NewsClick avait alors déclaré qu’il ne publiait aucune information à la demande de quelque entité ou autorité chinoise que ce soit et qu’il ne recevait aucune directive de Singham sur son contenu.
Tensions entre l’Inde et la Chine
Les relations entre New Delhi et Pékin sont tendues en raison d’un différend frontalier de longue date qui a dégénéré en une confrontation meurtrière entre leurs troupes dans l’Himalaya en 2020, plongeant la diplomatie entre les deux nations dans une impasse profonde.
Enquêtes et répressions
En 2021, des responsables de la Direction de l’application des lois ont d’abord perquisitionné les bureaux de NewsClick et la résidence de Purkayastha en raison d’accusations de blanchiment d’argent et de financement étranger. Lors de ce raid, le site d’information avait couvert de manière intensive les protestations antigouvernementales massives des agriculteurs indiens.
Aucune arrestation n’avait été faite au cours de ce raid, les autorités affirmant que leur enquête contre la rédaction se poursuivrait.
En octobre dernier, la Direction a de nouveau perquisitionné les bureaux de NewsClick et les domiciles de près de 80 journalistes et autres individus associés à l’organisation basée à New Delhi. Les ordinateurs et téléphones portables de ses employés et de rédacteurs indépendants qui écrivaient pour elle ont été saisis.
Réactions et critiques
Le gouvernement du Premier ministre Narendra Modi a déclaré que les perquisitions étaient justifiées, car le financement étranger des groupes médiatiques doit être évalué par les agences d’enquête. “Si quelqu’un a commis une faute, les agences de recherche sont libres d’effectuer des enquêtes,” avait déclaré le ministre de l’Information et de la Radiodiffusion, Anurag Thakur, aux journalistes après les perquisitions.
Mais les observateurs des médias et les groupes de défense des droits ont affirmé que les perquisitions faisaient partie d’une attaque du gouvernement contre la liberté de la presse depuis l’arrivée au pouvoir de Modi en 2014. Il cherche à obtenir un troisième mandat lors des élections nationales en cours en plusieurs phases.
L’année dernière, les autorités fiscales indiennes ont également perquisitionné les bureaux de la BBC à New Delhi et Mumbai, peu de temps après que la radiodiffusion britannique a publié un documentaire critique à l’égard de Modi.
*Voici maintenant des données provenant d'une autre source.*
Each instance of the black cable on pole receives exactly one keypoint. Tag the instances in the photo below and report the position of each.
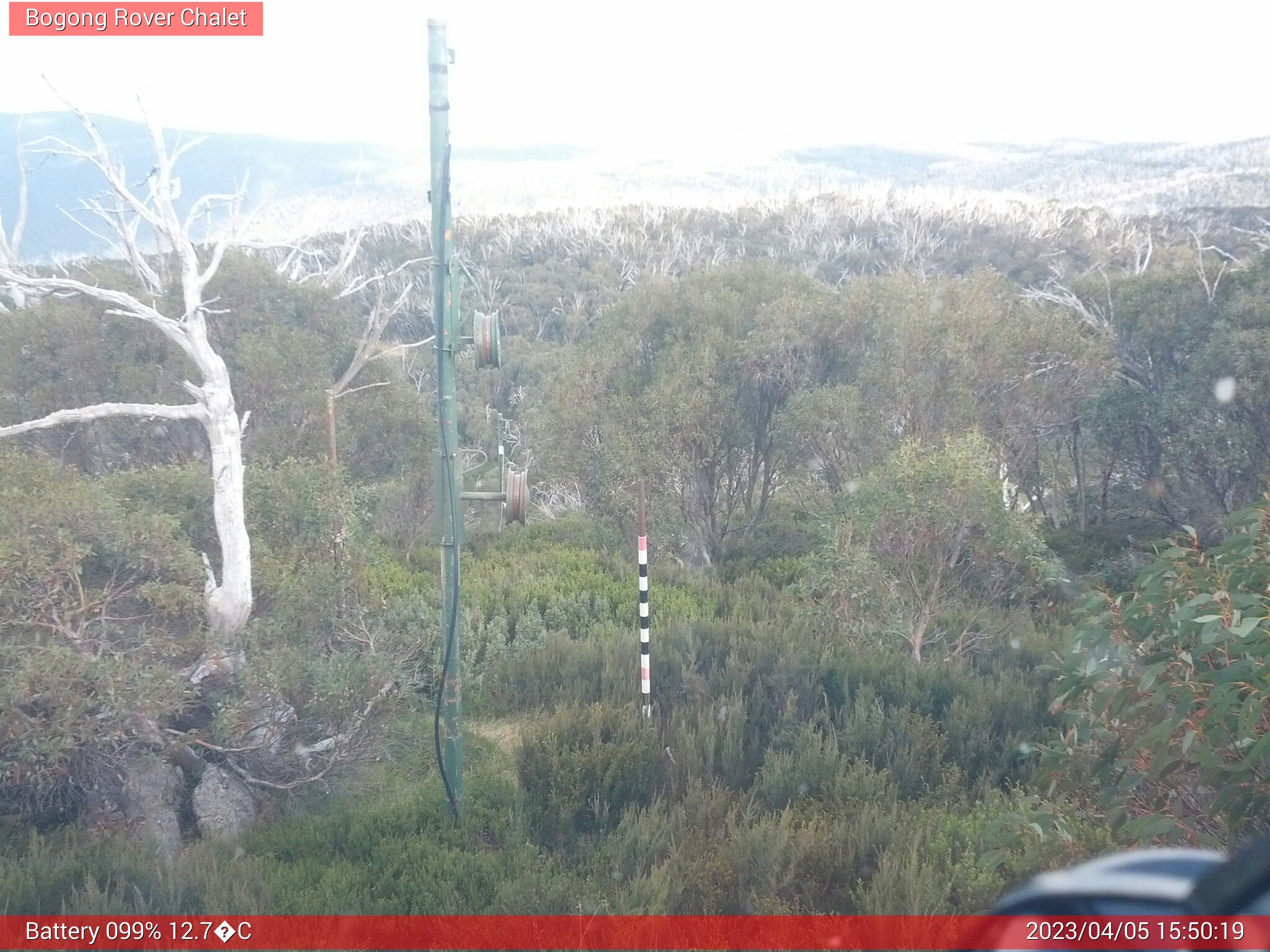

Des dizaines de journalistes indiens critiques envers le gouvernement nationaliste hindou se sont plaints d’une augmentation du harcèlement, notamment sur les réseaux sociaux – où le parti au pouvoir BJP est puissamment présent.
En 2024, l’Inde a chuté au 159e rang du World Press Freedom Index, un classement annuel de l’ONG Reporters Sans Frontières, marquant une légère amélioration par rapport à la 161e place de l’année précédente.